When compared with DeepSeek R1 Distill 70B, Cogito 70B (Reasoning) demonstrates stronger results across general and multilingual assessments, highlighted by a 91.0% score on MMLU and a 92.7% on MGSM.
Generally, the Cogito models exhibit superior performance in reasoning mode, though inconsistencies arise, particularly in mathematical tasks. For example, while the standard version of Cogito 70B performs comparably with peers in MATH and GSM8K, the reasoning version lags behind DeepSeek R1 by more than five percentage points (83.3% vs. 89.0%).
Tool Calling Built-In
Deep Cogito has also assessed the native tool-calling capabilities of its models, an increasingly vital feature for integrated systems operating within various applications.
Cogito 3B supports four types of tool-calling tasks, including simple, parallel, multiple, and parallel-multiple, which LLaMA 3.2 3B does not offer. Cogito 3B boasts a 92.8% success rate on simple tool calls and above 91% for multiple tool calls.

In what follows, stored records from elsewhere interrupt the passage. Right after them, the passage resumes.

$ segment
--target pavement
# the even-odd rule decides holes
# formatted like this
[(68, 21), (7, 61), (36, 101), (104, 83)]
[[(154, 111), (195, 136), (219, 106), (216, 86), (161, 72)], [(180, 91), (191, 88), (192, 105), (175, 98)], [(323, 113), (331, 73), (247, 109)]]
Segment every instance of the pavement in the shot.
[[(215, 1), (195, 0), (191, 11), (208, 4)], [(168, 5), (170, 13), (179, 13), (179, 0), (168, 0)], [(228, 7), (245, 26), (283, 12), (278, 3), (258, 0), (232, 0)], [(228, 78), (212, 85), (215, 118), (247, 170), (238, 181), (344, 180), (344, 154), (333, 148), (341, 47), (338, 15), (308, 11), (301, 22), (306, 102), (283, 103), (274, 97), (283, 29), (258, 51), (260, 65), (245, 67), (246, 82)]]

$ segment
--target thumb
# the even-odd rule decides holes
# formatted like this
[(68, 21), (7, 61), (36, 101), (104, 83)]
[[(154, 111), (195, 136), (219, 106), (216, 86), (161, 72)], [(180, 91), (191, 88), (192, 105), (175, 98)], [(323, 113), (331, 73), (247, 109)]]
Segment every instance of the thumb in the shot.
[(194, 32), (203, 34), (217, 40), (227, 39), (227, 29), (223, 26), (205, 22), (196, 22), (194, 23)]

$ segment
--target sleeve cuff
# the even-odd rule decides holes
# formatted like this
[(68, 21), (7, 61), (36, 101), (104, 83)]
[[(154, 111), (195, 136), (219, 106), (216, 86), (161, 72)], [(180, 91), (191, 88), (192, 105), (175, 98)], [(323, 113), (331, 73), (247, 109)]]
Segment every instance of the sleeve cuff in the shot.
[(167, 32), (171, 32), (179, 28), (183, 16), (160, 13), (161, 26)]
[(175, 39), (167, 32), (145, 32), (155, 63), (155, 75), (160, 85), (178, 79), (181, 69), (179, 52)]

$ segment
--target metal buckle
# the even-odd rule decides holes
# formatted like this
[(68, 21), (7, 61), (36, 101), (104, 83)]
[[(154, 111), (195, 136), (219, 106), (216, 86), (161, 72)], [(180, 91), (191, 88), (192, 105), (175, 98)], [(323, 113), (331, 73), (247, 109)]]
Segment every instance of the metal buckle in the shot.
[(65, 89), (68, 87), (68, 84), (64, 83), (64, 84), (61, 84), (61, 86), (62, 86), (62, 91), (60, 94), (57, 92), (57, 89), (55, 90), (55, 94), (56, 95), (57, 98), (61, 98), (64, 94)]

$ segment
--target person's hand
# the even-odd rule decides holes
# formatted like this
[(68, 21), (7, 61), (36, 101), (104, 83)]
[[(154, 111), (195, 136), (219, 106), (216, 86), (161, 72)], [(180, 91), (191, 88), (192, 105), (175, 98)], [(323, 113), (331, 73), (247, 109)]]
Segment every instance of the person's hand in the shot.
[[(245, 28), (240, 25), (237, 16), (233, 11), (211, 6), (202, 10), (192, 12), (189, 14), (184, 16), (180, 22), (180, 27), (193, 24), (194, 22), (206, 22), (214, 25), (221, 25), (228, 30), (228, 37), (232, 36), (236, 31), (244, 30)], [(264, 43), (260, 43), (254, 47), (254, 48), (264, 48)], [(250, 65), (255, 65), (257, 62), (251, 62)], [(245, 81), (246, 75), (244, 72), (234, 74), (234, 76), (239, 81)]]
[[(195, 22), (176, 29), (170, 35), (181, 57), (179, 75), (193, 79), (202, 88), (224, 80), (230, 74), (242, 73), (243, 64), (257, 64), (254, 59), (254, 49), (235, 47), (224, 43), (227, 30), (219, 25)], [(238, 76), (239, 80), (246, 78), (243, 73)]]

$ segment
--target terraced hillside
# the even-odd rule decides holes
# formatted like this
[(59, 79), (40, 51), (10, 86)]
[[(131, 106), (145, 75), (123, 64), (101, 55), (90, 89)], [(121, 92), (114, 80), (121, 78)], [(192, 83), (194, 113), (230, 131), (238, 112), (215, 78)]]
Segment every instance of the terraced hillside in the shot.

Meanwhile, Cogito 8B consistently achieves over 89% across all tool call types, marking a significant improvement over LLaMA 3.1 8B, which performs in the 35% to 54% range.
These advancements are attributed not only to the models’ architecture and training datasets but also to task-specific post-training methodologies that many baseline models currently lack.
Looking Ahead
Deep Cogito is set to introduce more expansive models in the upcoming months, including mixture-of-expert versions at 109B, 400B, and 671B parameter scales. The company will also continue to enhance its current model checkpoints through extended training efforts.
Deep Cogito’s IDA approach aims to provide a sustainable pathway for scalable self-improvement, reducing reliance on human intervention or fixed teacher models. Arora has emphasized the significance of real-world applicability and adaptability as crucial metrics for the effectiveness of these models, suggesting that the company is only at the beginning of a substantial scaling journey.
Collaborative partnerships with entities such as Hugging Face, RunPod, Fireworks AI, Together AI, and Ollama bolster Deep Cogito’s research and infrastructure. All models are available open source, encouraging further innovation and experimentation in the AI community.